I think there's something to be said about young players benefiting from having veteran players around (and I think that's been a part of the Royals recent return to normalcy), but how valuable can veterans who set a terrible performance example be? Jose Lima isn't exactly a beacon of light getting lit up every 5th day.

A constant refrain from the Royals is that they can't afford to sign big ticket free agents, because a) they can't commit to a high salary level for one player, and/or b) they need payroll flexibility that doesn't allow them to commit to long-term deals. The Royals aren't going to sign the Carlos Beltran's of the world, but overall I think this argument is specious and gives the GM too much shelter. If the Royals continue to sign the high-risk, injury-prone, speculative one or two year deals in the $2 to $4 million range and they don't pan out (which has been the case with practically EVERY AB veteran acquisition), then they have prefabricated consolations built-in. They knew it was a risky signing, but it was reasonable given that the Royals aren't committed to much money or a long contract. Low-risk, high reward, so what's the harm? I have been sympathetic to this line of thinking until this season, but its become patently obvious that it doesn't work.

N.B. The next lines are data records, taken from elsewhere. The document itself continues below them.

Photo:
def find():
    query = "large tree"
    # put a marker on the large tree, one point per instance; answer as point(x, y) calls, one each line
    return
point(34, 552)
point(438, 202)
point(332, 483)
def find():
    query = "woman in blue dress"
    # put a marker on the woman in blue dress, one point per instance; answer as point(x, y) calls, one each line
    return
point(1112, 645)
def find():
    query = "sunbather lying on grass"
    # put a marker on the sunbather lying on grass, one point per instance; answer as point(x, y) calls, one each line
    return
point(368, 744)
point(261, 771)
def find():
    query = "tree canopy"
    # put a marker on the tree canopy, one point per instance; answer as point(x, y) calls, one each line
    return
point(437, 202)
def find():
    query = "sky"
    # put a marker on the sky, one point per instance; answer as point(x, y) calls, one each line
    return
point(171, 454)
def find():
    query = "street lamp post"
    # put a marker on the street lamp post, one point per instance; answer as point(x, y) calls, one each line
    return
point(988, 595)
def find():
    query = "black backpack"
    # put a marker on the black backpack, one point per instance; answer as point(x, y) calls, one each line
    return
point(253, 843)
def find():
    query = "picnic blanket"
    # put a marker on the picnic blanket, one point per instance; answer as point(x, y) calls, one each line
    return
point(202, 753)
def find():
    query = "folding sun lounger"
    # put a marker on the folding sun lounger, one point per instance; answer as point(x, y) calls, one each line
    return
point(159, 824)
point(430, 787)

And its not about money. The Royals have demonstrated that they've perfectly willing to shell out between $8 to $12 million to sign borderline major league veterans every year, so there isn't any reason they couldn't sign a pitcher of Matt Clement-caliber to a 4 year, $40 million contract (accounting for the Royal premium) and fill in the other roster slots with the GOOD kind of free talent - minor league free agents - who will provide the same level of production as Eli Marrero.

The issue is that they REALLY can't afford to make a mistake with a high salary, long term contract (ahem, Mike Sweeney), but isn't the job of the GM to make the right decisions? How else do we evaluate them? The Twins are in the same low revenue pickle as the Royals, but they made two major commitments in the offseason for two very good pitchers. Maybe Radke will fall off a performance cliff, maybe Santana will blow out his shoulder. But its better to assume that risk than continue to spend $10 million on a gaggle of retread veterans.

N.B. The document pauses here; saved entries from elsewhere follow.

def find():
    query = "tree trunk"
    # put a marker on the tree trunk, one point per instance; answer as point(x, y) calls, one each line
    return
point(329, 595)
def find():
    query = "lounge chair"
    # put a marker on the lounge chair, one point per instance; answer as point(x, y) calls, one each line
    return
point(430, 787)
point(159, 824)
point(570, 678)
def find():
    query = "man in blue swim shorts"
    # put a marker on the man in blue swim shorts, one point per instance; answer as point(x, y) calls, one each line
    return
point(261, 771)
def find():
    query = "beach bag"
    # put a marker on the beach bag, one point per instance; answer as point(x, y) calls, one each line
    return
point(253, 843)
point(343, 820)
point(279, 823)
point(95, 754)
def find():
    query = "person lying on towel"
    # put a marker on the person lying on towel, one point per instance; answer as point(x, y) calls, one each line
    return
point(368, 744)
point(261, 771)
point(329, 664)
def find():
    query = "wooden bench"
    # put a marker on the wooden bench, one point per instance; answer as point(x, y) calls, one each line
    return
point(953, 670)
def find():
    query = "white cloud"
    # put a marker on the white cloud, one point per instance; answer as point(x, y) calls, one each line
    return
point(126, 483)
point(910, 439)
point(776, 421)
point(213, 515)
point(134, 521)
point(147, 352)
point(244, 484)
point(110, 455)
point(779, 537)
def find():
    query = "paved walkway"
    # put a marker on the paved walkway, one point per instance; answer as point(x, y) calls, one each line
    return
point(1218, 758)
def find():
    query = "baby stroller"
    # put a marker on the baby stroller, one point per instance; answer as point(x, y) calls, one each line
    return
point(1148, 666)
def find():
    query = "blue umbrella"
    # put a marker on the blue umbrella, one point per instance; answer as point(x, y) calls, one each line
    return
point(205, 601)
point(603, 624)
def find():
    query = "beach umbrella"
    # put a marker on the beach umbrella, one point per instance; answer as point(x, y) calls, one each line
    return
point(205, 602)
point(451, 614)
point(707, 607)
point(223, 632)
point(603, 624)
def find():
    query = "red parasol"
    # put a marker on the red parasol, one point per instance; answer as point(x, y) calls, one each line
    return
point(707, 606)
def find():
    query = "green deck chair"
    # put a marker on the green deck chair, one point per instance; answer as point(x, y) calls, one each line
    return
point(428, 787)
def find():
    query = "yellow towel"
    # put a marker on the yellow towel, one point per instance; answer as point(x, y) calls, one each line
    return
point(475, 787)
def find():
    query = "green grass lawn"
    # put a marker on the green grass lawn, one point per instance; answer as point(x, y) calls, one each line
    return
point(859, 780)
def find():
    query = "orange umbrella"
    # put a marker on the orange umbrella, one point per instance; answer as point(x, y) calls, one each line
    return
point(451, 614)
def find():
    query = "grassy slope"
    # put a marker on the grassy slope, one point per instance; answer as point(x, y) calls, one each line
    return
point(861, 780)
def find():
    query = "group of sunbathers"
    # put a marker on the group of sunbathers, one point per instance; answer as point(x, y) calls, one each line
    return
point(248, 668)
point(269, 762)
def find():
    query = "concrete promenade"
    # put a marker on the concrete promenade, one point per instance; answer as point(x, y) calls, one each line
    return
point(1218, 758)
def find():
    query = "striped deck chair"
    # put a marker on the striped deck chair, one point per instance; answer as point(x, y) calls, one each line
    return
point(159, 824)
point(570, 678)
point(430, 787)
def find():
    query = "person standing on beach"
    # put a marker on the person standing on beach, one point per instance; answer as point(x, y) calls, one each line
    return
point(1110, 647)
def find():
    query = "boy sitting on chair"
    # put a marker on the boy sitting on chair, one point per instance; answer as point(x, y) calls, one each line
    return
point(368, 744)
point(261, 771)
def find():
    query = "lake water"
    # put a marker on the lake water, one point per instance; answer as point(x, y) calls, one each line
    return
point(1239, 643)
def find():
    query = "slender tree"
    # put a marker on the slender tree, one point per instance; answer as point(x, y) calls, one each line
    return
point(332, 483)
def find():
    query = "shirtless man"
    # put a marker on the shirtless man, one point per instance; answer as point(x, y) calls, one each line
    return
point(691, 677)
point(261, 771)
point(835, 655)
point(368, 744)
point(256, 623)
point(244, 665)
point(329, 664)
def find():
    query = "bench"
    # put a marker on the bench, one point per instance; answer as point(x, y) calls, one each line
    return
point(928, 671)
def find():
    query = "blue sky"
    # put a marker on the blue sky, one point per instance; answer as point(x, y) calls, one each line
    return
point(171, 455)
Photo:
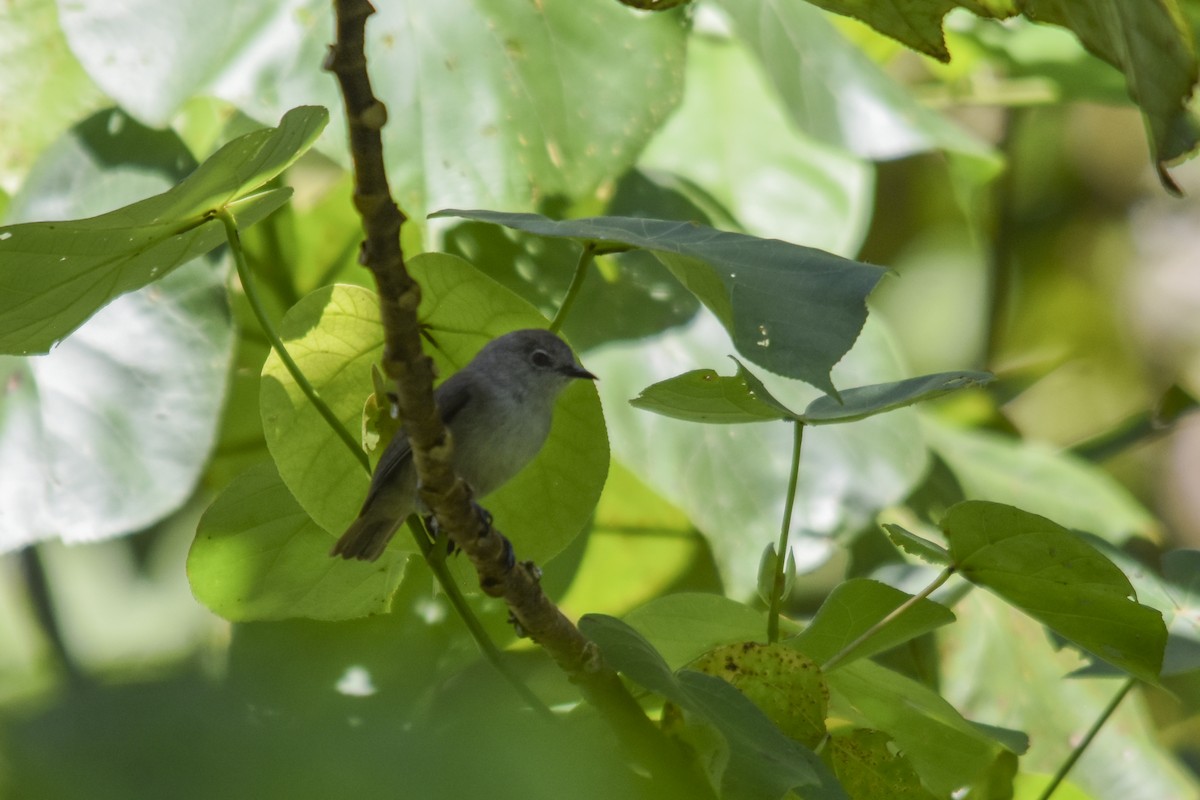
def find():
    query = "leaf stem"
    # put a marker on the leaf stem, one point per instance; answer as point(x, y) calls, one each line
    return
point(1087, 738)
point(437, 561)
point(573, 290)
point(942, 577)
point(256, 304)
point(777, 590)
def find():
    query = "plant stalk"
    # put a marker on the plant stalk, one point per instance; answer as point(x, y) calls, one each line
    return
point(780, 582)
point(573, 290)
point(942, 577)
point(437, 561)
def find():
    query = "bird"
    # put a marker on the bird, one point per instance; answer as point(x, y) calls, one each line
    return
point(498, 409)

Of course, all of this is about playing the hand they've dealt themselves the proper way. But in fact the Royals just haven't developed enough of their own talent to fill key positions, nor enough organization depth to use someone else to step in if the prospects in question don't pan out (which is very often the case). Ideally, they would use their payroll flexibility to retain impending free agents and pay arbitration-level salaries to quality players approaching free agency. But the Royals haven't developed enough good players to apply this method, so the Royals have to rely on cheap major and minor league free agents to fill these voids, and all things being equal this is a much less effective way to build a baseball team.